Quando foca em inovação, a empresa passa a trabalhar com um modelo que considera tanto potencialidades das novas tecnologias quanto desafios que elas trazem e o impacto que podem gerar. Para tal, avalia toda a cadeia de valor e o processo passa a ser guiado pelas inovações com maior potencial de alcançar seus objetivos.
As empresas passam a integrar, ainda, a cadeia de valor e as partes relacionadas entre si em uma perspectiva mais horizontal e integrada, interagindo mais estreitamente entre si no processo de ideação e concepção de soluções. Muitas vezes, isso leva a um acúmulo de conhecimento e soluções compartilhadas, em um ecossistema aberto, em que todos os agentes estão ativos e presentes. Nos projetos baseados em pesquisa básica e aplicada, o diálogo com as áreas internas e a atenção ao ambiente externo não são necessariamente importantes. A ideia de um programa de P&D 100% delegado a executores externos não para em pé com o foco em inovação. A empresa precisa se tornar protagonista.
Com isso, a inovação também demanda a formação de competências, não só dentro da própria empresa, mas ao longo da cadeia de valor. Este é um processo em que há ativamente a construção de parcerias e uma articulação de novas competências, ao se buscar interação com outros agentes.

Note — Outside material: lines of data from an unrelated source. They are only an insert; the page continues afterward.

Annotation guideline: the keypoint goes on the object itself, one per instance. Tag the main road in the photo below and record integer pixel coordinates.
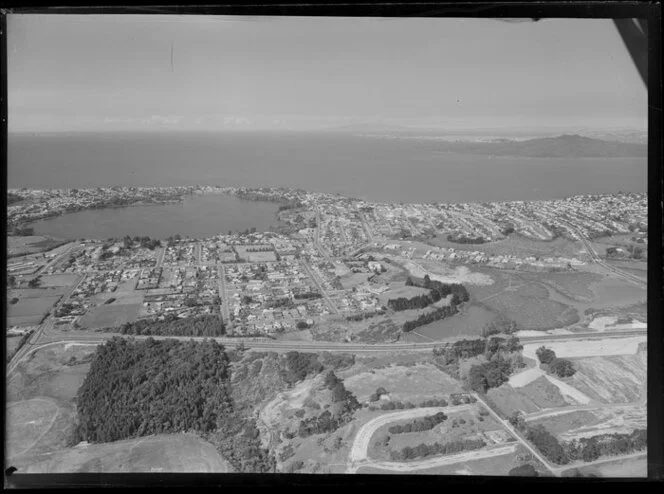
(595, 258)
(44, 338)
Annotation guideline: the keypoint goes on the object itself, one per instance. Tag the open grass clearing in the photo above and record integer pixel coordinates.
(488, 461)
(64, 279)
(468, 322)
(27, 422)
(587, 348)
(110, 316)
(47, 373)
(534, 312)
(442, 272)
(31, 306)
(415, 383)
(183, 453)
(459, 426)
(352, 280)
(612, 292)
(510, 400)
(36, 293)
(605, 421)
(620, 468)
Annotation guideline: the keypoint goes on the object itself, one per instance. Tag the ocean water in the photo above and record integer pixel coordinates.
(391, 170)
(198, 216)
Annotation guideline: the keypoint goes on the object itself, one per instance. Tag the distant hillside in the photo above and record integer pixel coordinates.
(372, 127)
(565, 146)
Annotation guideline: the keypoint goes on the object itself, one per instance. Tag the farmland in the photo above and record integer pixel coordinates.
(631, 467)
(110, 316)
(32, 306)
(161, 453)
(531, 308)
(458, 426)
(519, 246)
(40, 401)
(52, 280)
(470, 321)
(412, 383)
(17, 246)
(592, 422)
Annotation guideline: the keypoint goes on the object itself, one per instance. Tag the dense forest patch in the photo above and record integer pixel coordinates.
(139, 388)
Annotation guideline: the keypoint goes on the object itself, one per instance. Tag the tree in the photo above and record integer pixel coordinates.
(562, 367)
(545, 355)
(526, 470)
(427, 281)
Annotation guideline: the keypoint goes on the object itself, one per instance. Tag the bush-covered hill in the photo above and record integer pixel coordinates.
(139, 388)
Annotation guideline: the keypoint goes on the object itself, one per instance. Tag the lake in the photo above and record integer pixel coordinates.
(390, 170)
(198, 216)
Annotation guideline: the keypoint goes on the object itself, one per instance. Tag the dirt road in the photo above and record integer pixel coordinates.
(359, 450)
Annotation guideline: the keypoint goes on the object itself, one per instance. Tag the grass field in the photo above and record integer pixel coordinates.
(575, 285)
(58, 280)
(29, 245)
(27, 422)
(589, 423)
(458, 427)
(559, 424)
(543, 393)
(162, 453)
(416, 383)
(631, 467)
(29, 310)
(470, 321)
(495, 465)
(612, 292)
(509, 400)
(110, 316)
(519, 246)
(534, 310)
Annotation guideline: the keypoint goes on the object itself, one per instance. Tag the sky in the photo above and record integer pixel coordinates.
(122, 72)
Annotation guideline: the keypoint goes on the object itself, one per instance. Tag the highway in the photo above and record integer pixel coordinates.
(595, 258)
(43, 338)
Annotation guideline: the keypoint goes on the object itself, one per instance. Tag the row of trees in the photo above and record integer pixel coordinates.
(419, 425)
(460, 239)
(144, 242)
(558, 366)
(491, 374)
(424, 450)
(361, 316)
(298, 366)
(591, 448)
(307, 295)
(437, 291)
(24, 339)
(203, 325)
(429, 317)
(343, 401)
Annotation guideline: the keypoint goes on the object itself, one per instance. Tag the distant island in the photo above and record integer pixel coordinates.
(564, 146)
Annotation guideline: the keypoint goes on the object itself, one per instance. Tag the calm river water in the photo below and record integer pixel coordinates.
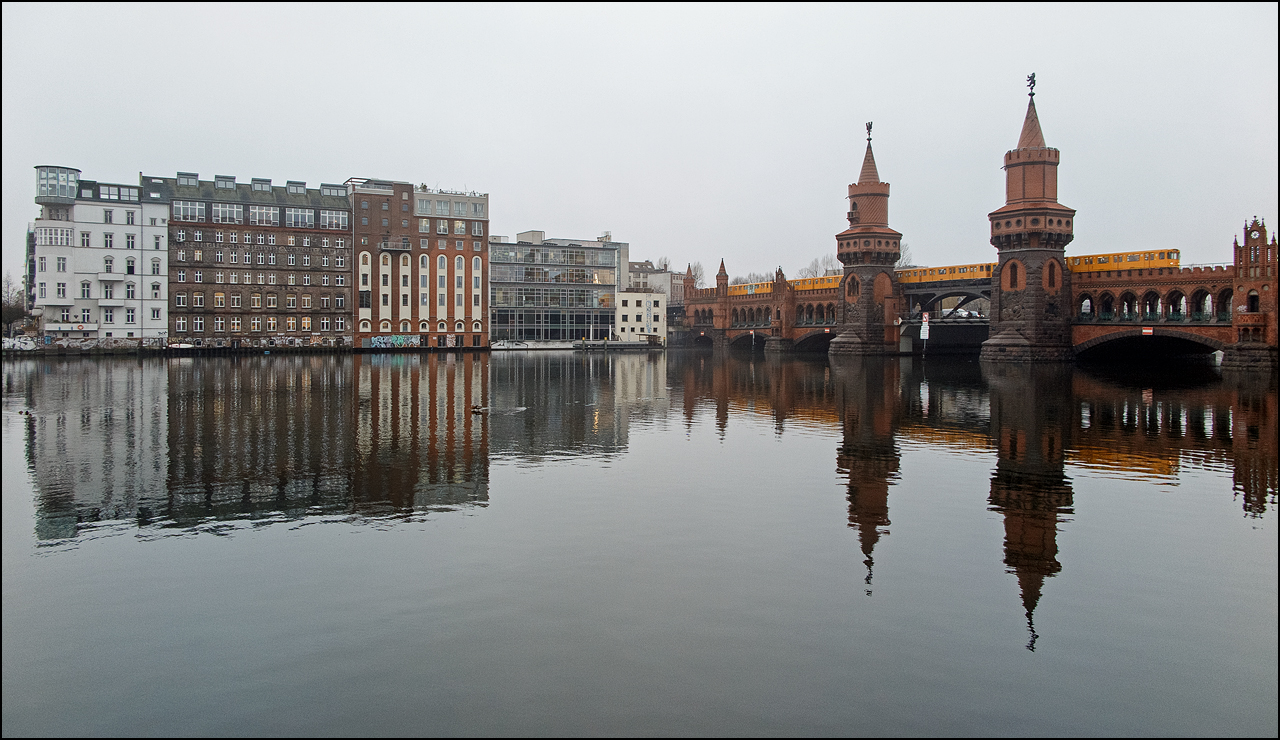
(681, 543)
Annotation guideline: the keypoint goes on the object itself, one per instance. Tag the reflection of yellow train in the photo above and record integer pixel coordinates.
(1123, 261)
(1075, 264)
(947, 273)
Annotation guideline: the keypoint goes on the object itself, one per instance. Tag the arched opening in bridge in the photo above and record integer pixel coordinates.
(1151, 306)
(814, 342)
(748, 342)
(1224, 304)
(1202, 305)
(1132, 346)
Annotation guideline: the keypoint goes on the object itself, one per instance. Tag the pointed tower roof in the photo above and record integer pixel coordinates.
(1032, 136)
(869, 176)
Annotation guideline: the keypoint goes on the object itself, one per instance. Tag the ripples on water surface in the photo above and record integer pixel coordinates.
(684, 543)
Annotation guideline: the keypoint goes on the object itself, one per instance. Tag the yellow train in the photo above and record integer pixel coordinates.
(947, 273)
(1123, 261)
(1074, 263)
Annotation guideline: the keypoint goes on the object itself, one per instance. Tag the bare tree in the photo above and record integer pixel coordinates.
(14, 302)
(818, 266)
(904, 257)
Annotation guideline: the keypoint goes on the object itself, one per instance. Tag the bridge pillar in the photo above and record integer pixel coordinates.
(1031, 287)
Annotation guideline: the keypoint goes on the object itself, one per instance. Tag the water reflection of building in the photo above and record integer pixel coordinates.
(96, 438)
(561, 402)
(421, 434)
(869, 403)
(257, 435)
(1031, 421)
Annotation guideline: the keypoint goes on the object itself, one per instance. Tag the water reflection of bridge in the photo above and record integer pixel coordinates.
(1038, 421)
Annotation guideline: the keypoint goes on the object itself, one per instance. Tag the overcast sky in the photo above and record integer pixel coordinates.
(691, 132)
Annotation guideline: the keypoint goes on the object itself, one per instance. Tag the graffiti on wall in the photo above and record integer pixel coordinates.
(394, 341)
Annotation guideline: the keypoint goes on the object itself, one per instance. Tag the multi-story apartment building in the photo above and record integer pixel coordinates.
(97, 264)
(255, 265)
(423, 265)
(554, 289)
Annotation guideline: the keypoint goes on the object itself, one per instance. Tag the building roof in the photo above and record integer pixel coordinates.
(1032, 135)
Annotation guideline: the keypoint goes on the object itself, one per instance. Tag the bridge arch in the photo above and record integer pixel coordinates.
(1161, 342)
(816, 341)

O que a empresa precisa fazer para embarcar nesta nova realidade?
A empresa que precisa transformar em PD&I o seu Programa de P&D deve se reorganizar internamente para desenvolver uma cultura de inovação em estreita colaboração com toda a cadeia de valor.

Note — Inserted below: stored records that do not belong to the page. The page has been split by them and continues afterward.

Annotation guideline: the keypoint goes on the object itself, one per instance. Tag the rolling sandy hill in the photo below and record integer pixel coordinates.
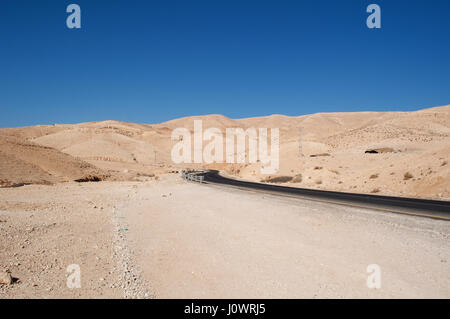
(414, 161)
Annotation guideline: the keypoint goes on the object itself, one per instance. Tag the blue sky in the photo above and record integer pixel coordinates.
(152, 61)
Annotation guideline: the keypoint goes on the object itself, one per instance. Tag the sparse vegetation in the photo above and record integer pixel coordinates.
(407, 176)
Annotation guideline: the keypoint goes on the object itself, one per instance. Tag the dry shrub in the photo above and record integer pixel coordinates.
(279, 179)
(407, 176)
(297, 178)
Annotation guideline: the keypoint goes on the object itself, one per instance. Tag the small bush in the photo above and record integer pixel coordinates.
(407, 176)
(297, 178)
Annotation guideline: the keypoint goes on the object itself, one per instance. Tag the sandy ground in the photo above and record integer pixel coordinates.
(44, 229)
(414, 161)
(173, 239)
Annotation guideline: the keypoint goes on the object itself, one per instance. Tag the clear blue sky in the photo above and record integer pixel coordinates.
(151, 61)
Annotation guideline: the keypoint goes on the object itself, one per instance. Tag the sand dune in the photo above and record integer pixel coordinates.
(417, 165)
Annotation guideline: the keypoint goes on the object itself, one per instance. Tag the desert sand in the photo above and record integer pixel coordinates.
(106, 196)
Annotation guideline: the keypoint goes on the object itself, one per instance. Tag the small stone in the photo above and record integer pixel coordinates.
(5, 278)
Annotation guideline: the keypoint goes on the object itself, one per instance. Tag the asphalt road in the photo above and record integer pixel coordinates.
(401, 205)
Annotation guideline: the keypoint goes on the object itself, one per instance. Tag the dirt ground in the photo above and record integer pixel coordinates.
(173, 239)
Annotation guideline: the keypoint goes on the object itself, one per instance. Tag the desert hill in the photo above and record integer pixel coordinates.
(323, 150)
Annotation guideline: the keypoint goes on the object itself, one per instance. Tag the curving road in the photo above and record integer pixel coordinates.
(401, 205)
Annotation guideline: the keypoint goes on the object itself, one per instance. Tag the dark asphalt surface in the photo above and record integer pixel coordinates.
(403, 205)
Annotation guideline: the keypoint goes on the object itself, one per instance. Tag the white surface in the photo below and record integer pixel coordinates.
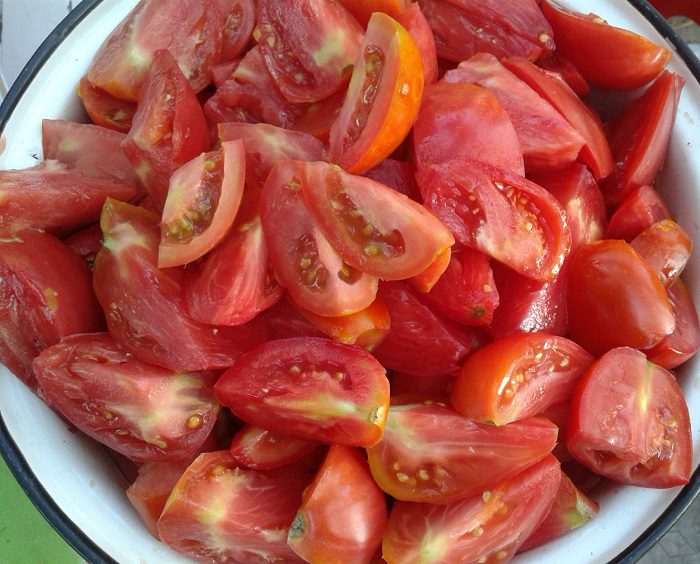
(72, 469)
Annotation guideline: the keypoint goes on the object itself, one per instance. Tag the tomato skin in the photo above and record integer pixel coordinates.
(629, 422)
(431, 436)
(465, 27)
(144, 305)
(547, 140)
(383, 97)
(499, 213)
(45, 294)
(403, 239)
(604, 309)
(518, 376)
(221, 512)
(343, 513)
(322, 36)
(639, 137)
(309, 388)
(587, 39)
(117, 400)
(464, 121)
(503, 516)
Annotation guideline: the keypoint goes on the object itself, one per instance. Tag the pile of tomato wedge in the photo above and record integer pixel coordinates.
(338, 281)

Não se pode mais pensar em P&D como uma ilha meramente voltada à conformidade regulatória. É preciso orientá-lo ativamente ao negócio, descentralizando o programa e o aproximando das demandas e problemas da organização. Pode-se fazer isso pelo estabelecimento de "centros de excelência", que alojam as competências inovadoras. É desejável que esses centros sejam abertos aos demais setores da empresa e até à comunidade – startups, CCTs e Universidades.

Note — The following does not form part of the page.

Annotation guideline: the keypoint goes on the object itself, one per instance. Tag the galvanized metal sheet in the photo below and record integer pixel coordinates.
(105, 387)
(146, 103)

A reorientação para um P&D inovador requer ainda a atração de talentos, de pessoas com background diversificado, como empreendedores, experientes em novas tecnologias e com conhecimento de novos negócios. Hoje, as equipes de P&Ds no setor elétrico tem sido, em grande parte, formadas apenas por gestores de projetos e, eventualmente, acadêmicos. De certa forma, toda a “diversão” fica com os parceiros executores.
Conclusão
A ANEEL ambiciona, com o PROPDI, incutir estas mudanças às práticas de gestão de inovação nas EEE. Neste novo arcabouço, ainda existem falhas e lacunas a serem resolvidas, como a falta de critérios padronizados para classificação de maturidade tecnológica, os problemas com a medição de diversos aspectos do programa e o dimensionamento dos impactos sobre outras partes afetadas pela mudança – universidades, startups e as próprias empresas que não estão habituadas a esta forma de atuação.
Mas é importante entender que, por trás do PROPDI, há um movimento ainda maior, em escala global, de transformação da cadeia de energia. Há uma urgência estabelecida, talvez não tão breve quanto a pandemia de COVID, mas com impactos tão grandes ou até maiores sobre o futuro – e, mais do que nunca, inovar é preciso. A emergência climática, por exemplo, exige acelerar a transição energética e, nesse contexto, faz sentido que o P&D oriente-se à inovação. Se a indústria elétrica do Brasil quiser ser a protagonista deste grande movimento, deve abraçar a inovação não como uma obrigação regulatória, mas como combustível de crescimento e transformação.